Curious fact is Kadian is a former speaker of the Haryana Assembly, the first to be jailed after reaching that high position. Kadian presided over the state assembly when the Indian National Lok Dal (INLD) under the leadership of Om Prakash Chautala was in power. The two will make a nice pair behind bars as Chautala himself has been put away for 10 years for corruption in a different case.
Looks like this is a bad time for speakers in general. At least two incumbent speakers are facing flak for their somewhat undemocratic moves.
Take Tamil Nadu, for instance.

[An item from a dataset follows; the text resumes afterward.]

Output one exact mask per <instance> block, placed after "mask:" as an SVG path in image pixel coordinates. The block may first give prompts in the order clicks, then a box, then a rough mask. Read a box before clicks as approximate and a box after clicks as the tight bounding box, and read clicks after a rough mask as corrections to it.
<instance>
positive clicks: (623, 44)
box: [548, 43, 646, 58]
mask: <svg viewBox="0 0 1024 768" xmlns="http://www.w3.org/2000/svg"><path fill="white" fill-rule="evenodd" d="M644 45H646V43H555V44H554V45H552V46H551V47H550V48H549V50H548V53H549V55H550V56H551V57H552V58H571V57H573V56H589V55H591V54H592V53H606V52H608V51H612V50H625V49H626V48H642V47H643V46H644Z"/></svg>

Speaker P Dhanapal banned the entire DMK opposition for a week after that party protested the remarks of one of the ruling AIADMK members in the assembly criticising opposition leader M K Stalin.
Something similar happened in the Gujarat Assembly where Speaker Ramanlal Vora ordered eviction of as many as 50 Congress MLAs after they disrupted the house demanding a discussion on the assault on Dalits by cow vigilantes.
In the Delhi Assembly confrontations between the Speaker Ram Niwas Goel and the three-member BJP opposition is a regular sight. Goel had resorted to evicting this nominal opposition more than once.
Goes without saying that Dhanapal, Vora and Goel belong to the ruling party and it is their majority status that had helped them to the elevated status.
But once elected to the position of the Speaker, these honourable men are required to forget their party affiliations and act impartially. For long that has been the norm and custom. But with politics becoming more and more narrow and mean-minded, presiding officers in legislatures are also getting sucked into the battle.
The speaker is endowed with vast powers that are beyond the scope of legal challenge. So it is all the more important that these powers are used with utmost caution with the sole interest being furthering democratic traditions.
Somnath Chatterjee as Lok Sabha Speaker was one who conducted the proceedings of the house without letting an iota of his Marxist leanings show.
The present incumbent Sumitra Mahajan has been credited with taking the opposition with her although her ruling accepting the Aadhar Bill as a money bill in the budget session did invite some raised eyebrows.